Neural Experience Replay Samplers

Updated 25 February 2026

Neural Experience Replay Samplers (NERS) are neural network-based methods that dynamically weight past experiences to enhance sample efficiency and learning stability.
NERS use permutation-equivariant architectures and attention mechanisms to assign adaptive priorities, resulting in faster convergence and improved value estimation.
NERS integrate bias correction and importance sampling techniques to mitigate non-uniform sampling, achieving robust performance across RL, continual, and graph-based tasks.

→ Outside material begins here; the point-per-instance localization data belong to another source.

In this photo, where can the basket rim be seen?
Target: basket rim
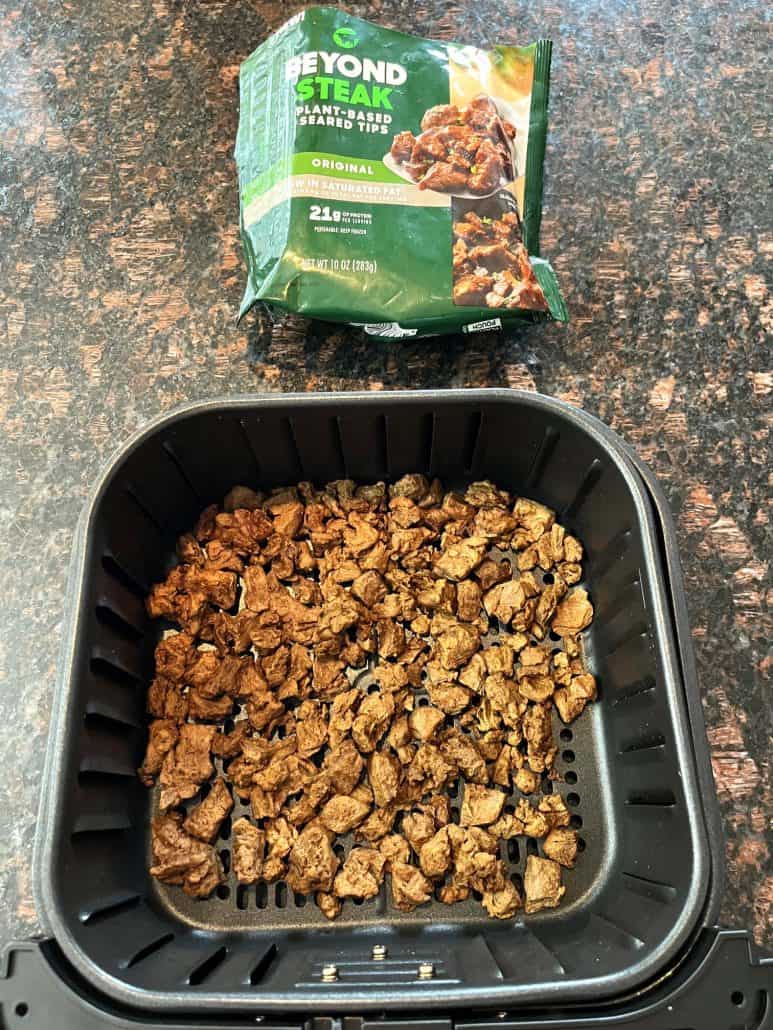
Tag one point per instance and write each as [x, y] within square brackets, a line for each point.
[346, 999]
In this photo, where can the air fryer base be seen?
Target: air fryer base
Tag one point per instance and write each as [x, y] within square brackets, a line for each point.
[725, 985]
[456, 421]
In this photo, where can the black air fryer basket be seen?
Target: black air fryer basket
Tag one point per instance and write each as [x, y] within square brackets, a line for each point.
[639, 905]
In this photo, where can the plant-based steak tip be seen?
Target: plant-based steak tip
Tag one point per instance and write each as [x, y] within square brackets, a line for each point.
[491, 264]
[343, 661]
[459, 149]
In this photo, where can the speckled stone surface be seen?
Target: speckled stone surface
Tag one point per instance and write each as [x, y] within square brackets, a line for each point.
[121, 275]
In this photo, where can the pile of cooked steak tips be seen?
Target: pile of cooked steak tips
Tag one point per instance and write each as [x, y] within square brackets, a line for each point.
[491, 265]
[467, 149]
[350, 656]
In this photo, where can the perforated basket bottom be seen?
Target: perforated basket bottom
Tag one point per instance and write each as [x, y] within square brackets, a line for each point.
[236, 905]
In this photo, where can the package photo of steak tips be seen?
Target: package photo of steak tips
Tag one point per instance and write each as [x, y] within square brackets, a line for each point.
[394, 182]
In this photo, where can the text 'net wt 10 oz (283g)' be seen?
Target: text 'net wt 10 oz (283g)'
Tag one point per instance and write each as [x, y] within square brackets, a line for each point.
[391, 181]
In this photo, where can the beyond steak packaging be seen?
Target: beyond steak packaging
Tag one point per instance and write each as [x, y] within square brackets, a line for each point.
[394, 182]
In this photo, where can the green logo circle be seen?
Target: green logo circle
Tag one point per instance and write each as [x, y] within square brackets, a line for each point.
[345, 38]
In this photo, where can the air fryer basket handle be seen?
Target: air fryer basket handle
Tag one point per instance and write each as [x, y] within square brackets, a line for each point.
[726, 985]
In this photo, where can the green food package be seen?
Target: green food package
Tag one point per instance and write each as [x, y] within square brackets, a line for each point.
[394, 182]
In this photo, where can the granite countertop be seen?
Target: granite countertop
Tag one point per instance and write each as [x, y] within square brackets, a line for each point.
[121, 275]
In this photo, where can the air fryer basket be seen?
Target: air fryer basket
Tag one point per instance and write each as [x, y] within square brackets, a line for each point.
[639, 891]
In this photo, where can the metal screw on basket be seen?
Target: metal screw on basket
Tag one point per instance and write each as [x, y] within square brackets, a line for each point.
[330, 973]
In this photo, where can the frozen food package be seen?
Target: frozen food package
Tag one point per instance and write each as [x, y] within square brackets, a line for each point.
[394, 182]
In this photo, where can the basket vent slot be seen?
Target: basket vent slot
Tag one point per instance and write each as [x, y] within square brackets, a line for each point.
[101, 666]
[101, 822]
[634, 690]
[652, 798]
[207, 967]
[653, 890]
[241, 422]
[113, 907]
[108, 617]
[110, 723]
[650, 743]
[472, 440]
[92, 775]
[261, 968]
[149, 950]
[614, 930]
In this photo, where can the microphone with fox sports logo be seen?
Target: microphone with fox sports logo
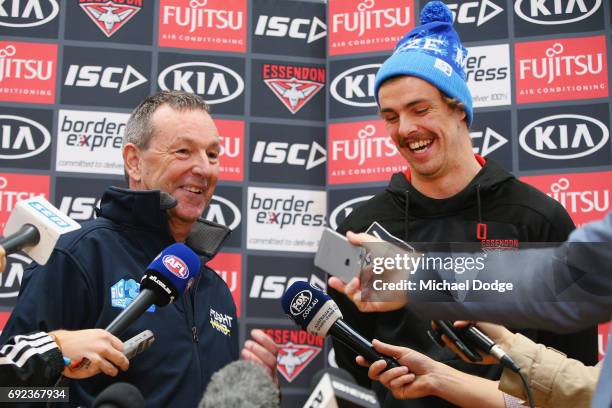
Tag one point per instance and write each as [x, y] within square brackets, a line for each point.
[167, 277]
[35, 226]
[314, 311]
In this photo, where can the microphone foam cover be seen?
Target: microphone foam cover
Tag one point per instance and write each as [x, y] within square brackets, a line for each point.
[242, 384]
[178, 264]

Neural Experience Replay Samplers (NERS) refer to a class of data-driven, neural network–based sampling mechanisms that select and weight past experience samples in experience replay buffers for reinforcement and continual learning. Distinct from heuristic rules or static priorities, these samplers utilize trainable neural architectures—often leveraging attention or permutation-equivariant mechanisms—to compute sampling probabilities or buffer updates by integrating local sample statistics with global batch context. NERS frameworks have demonstrated empirical gains in sample efficiency, stability, robustness to noise, and continual learning performance, with implementations validated in deep Q-learning, actor-critic RL, multi-agent settings, and graph neural network continual learning (Chen et al., 2023, Sarfraz et al., 2023, Zhou et al., 2020, Oh et al., 2020).

1. Neural Architectures and Permutation-Equivariant Scoring

NERS typically employ neural network modules as samplers to compute sampling probabilities or buffer admission weights dynamically.

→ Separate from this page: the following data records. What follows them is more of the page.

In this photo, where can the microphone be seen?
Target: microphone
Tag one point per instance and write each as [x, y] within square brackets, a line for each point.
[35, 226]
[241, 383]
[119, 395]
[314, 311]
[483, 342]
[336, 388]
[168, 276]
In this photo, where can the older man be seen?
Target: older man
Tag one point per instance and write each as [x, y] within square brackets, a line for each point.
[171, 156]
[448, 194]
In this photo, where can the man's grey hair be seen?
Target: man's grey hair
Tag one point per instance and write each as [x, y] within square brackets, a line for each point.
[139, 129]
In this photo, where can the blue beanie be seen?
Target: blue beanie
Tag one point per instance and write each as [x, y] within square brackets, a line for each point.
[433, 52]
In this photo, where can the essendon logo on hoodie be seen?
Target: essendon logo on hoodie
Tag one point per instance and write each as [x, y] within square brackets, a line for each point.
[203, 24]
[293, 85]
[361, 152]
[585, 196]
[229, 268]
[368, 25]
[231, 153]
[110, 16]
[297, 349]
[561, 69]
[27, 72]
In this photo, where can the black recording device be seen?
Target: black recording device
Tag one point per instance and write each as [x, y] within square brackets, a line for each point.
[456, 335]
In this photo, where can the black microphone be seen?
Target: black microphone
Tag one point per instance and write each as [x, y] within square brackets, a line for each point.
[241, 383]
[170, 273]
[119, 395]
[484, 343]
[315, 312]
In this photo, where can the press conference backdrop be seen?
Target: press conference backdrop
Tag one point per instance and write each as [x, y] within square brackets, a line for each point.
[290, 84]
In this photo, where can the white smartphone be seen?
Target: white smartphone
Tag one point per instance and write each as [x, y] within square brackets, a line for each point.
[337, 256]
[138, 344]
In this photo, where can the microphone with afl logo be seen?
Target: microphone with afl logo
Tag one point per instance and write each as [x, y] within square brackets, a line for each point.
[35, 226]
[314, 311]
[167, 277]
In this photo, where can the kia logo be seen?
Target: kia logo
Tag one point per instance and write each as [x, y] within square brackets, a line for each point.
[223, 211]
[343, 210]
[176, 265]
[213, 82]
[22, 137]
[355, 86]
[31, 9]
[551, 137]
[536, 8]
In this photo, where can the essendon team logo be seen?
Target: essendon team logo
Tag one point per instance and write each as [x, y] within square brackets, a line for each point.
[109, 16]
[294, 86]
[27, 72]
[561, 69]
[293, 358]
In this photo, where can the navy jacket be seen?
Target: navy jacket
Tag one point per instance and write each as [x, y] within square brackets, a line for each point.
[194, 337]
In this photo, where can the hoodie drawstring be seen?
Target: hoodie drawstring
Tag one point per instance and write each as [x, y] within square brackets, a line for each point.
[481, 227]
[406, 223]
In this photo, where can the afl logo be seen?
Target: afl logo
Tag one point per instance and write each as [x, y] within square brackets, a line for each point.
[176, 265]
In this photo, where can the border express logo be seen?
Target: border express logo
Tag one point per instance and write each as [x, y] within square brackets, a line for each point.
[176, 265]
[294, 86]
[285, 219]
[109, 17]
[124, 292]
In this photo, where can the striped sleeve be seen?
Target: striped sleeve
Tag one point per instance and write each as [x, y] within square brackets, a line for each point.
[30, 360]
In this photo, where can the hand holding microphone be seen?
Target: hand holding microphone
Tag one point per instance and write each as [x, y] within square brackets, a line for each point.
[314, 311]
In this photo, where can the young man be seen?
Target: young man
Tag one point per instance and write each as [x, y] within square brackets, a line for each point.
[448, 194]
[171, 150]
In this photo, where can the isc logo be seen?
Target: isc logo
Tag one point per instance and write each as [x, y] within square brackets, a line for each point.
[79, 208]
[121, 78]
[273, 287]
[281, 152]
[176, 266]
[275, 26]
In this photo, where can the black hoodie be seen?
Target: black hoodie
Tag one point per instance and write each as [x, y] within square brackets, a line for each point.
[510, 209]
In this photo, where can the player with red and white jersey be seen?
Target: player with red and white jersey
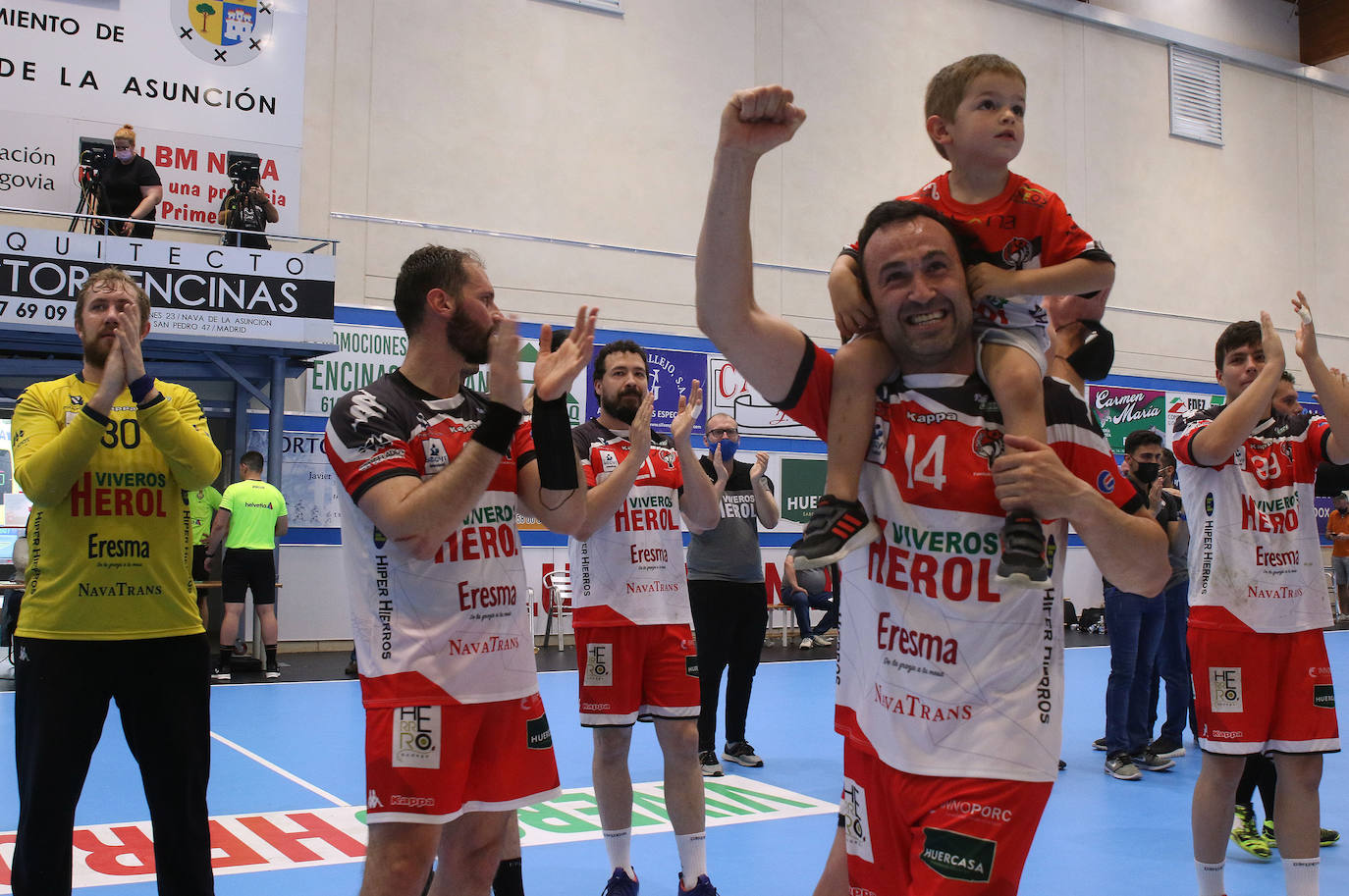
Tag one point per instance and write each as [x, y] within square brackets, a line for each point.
[432, 474]
[1262, 677]
[948, 684]
[634, 647]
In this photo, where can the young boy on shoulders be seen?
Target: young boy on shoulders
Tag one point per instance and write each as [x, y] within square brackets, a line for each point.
[1031, 245]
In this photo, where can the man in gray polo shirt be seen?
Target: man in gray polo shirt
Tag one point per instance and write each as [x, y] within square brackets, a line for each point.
[726, 594]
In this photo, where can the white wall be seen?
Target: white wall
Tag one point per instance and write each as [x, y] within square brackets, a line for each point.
[533, 118]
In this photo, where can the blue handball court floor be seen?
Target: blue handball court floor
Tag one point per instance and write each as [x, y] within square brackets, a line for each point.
[288, 791]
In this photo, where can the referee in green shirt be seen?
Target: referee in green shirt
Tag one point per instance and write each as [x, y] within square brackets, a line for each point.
[251, 515]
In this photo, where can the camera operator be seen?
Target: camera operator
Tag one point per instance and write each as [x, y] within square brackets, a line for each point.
[245, 207]
[130, 187]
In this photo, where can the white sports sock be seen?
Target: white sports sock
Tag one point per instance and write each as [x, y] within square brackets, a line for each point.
[620, 848]
[692, 856]
[1302, 876]
[1211, 877]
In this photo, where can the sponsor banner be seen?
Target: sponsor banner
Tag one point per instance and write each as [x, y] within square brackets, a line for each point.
[123, 853]
[224, 68]
[670, 374]
[803, 483]
[1182, 403]
[728, 393]
[197, 293]
[1125, 409]
[307, 481]
[367, 352]
[40, 172]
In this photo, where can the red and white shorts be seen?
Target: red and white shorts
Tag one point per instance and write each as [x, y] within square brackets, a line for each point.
[432, 764]
[922, 835]
[637, 672]
[1259, 691]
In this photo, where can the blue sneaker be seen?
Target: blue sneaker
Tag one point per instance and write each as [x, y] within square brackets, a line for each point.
[703, 888]
[620, 884]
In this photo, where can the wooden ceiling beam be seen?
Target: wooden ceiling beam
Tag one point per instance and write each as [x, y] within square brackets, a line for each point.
[1322, 29]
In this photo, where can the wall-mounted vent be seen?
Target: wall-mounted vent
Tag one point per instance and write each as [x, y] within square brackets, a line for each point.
[1196, 96]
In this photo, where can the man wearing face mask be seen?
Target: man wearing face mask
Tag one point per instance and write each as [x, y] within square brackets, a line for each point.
[1135, 622]
[726, 593]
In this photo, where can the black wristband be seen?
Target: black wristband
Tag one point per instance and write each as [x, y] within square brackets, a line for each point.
[497, 427]
[555, 453]
[140, 388]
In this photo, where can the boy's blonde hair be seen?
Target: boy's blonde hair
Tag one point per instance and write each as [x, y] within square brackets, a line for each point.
[947, 86]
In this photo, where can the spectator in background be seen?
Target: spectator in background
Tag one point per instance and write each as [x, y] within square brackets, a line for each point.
[1172, 661]
[804, 591]
[1337, 529]
[726, 593]
[130, 186]
[1135, 623]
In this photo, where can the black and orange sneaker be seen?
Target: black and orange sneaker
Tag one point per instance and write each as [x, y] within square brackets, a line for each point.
[836, 528]
[1023, 553]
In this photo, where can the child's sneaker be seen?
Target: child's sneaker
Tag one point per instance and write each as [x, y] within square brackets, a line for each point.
[620, 884]
[1023, 553]
[743, 753]
[702, 888]
[1245, 835]
[836, 528]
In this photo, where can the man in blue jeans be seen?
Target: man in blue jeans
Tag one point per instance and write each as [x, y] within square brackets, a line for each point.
[1172, 664]
[1135, 623]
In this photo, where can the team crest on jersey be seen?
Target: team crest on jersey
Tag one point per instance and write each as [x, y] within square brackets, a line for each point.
[1031, 196]
[1017, 252]
[989, 445]
[880, 440]
[436, 455]
[855, 828]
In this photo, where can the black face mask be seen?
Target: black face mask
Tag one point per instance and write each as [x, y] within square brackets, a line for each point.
[1096, 355]
[1146, 472]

In off-policy RL, NERS uses permutation-equivariant architectures to process batches of transitions, ensuring that cross-sample relationships inform scoring (Oh et al., 2020). For each batch index $i$ , local features (e.g., $(s_i, a_i, r_i, s_{i+1}, \delta_i)$ ) are embedded by shared MLPs $\phi_\text{loc}$ . Batch-level “global” features are aggregated as $\mathbf{c} = \frac{1}{|I|} \sum_j \phi_\text{glob}(x_j)$ . The final priority score for transition $i$ is computed as $\sigma_i = \phi_\text{score}([\mathbf{h}_i^{\text{local}} ; \mathbf{c}])$ , where $[\,]$ denotes concatenation.
The Attention Loss Adjusted Prioritized (ALAP) framework augments standard DQN/DDPG-like architectures with a “neural sampler” side-branch. It processes mini-batches $X=[(s_1,a_1),\ldots,(s_m,a_m)]$ by self-attention: projecting to queries $Q=XW_Q$ , permuting to form keys $K$ , and computing a normalized “sum-of-projections” similarity $a$ which is mapped via an FC head to an adaptive importance-sampling exponent $\beta\in[0,1]$ (Equation: $\beta = \operatorname{Clip}_{[0,1]}(W_2\,\phi(W_1\,a+b_1)+b_2)$ ) (Chen et al., 2023).

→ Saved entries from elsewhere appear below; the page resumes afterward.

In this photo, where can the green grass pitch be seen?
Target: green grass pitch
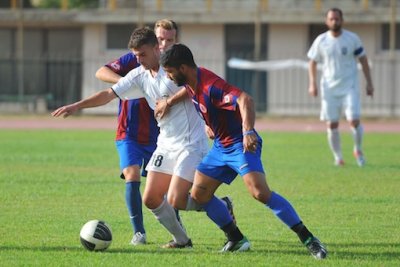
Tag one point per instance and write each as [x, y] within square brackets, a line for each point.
[53, 181]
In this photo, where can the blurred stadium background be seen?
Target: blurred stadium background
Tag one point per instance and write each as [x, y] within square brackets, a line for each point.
[50, 49]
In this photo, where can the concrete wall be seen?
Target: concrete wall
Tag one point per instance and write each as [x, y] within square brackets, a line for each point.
[207, 45]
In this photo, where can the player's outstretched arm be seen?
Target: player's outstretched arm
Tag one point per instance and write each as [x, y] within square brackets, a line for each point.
[99, 99]
[365, 67]
[247, 111]
[312, 76]
[163, 105]
[105, 74]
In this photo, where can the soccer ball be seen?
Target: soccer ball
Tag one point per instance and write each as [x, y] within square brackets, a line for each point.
[96, 235]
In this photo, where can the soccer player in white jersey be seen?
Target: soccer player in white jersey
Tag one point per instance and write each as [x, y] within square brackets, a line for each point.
[181, 144]
[338, 51]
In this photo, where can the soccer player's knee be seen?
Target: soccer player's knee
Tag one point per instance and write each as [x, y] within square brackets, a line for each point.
[200, 197]
[151, 202]
[173, 201]
[260, 196]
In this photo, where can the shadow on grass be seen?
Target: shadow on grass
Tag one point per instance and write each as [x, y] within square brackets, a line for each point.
[337, 251]
[348, 251]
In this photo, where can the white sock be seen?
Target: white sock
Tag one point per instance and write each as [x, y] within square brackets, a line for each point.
[165, 214]
[357, 137]
[334, 143]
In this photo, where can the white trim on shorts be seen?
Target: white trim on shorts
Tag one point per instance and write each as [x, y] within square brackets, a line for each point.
[332, 106]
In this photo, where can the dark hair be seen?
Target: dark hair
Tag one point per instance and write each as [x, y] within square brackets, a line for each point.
[142, 36]
[177, 55]
[166, 24]
[336, 10]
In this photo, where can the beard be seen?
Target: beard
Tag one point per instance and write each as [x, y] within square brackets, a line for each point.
[336, 28]
[180, 79]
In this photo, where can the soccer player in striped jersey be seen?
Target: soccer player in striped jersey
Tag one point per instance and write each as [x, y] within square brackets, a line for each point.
[338, 51]
[181, 144]
[137, 130]
[229, 112]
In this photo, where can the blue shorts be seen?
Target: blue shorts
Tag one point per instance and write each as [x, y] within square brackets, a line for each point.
[133, 153]
[224, 164]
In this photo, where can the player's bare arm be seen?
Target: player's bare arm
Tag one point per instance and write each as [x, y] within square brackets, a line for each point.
[365, 67]
[163, 105]
[99, 99]
[105, 74]
[246, 106]
[312, 75]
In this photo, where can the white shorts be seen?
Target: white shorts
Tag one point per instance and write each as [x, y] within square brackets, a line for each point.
[180, 162]
[333, 105]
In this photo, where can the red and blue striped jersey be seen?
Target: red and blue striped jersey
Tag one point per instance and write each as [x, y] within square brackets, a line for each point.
[215, 100]
[135, 117]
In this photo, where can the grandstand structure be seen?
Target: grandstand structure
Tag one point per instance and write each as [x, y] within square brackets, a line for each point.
[49, 54]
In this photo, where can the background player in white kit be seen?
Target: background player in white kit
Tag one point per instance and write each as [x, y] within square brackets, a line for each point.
[181, 144]
[338, 50]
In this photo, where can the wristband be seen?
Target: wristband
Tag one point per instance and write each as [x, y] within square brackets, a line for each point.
[166, 101]
[248, 132]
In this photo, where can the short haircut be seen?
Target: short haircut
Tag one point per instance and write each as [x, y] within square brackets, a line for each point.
[177, 55]
[336, 10]
[142, 36]
[166, 24]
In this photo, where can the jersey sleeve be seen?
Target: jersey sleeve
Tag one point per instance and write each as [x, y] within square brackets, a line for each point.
[128, 87]
[224, 95]
[314, 53]
[123, 65]
[358, 47]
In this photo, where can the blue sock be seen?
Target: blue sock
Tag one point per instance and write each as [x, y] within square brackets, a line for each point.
[133, 200]
[217, 212]
[283, 210]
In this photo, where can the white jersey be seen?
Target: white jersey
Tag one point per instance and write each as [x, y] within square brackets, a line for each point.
[338, 56]
[182, 126]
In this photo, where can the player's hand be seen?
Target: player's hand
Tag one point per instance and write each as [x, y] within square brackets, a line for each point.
[209, 132]
[370, 90]
[250, 142]
[313, 90]
[161, 109]
[65, 111]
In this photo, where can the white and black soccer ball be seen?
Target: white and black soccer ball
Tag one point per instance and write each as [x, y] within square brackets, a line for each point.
[96, 235]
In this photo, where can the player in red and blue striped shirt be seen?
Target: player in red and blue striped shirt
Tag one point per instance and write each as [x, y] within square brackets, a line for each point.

This architectural principle enables the sampler to respond adaptively to buffer diversity, learning phase, and sample redundancy.

2. Mechanisms for Sample Selection and Buffer Update

NERS mechanisms impact both the probability with which existing buffer entries are sampled for replay and the rules by which new samples are added or prioritized in the buffer.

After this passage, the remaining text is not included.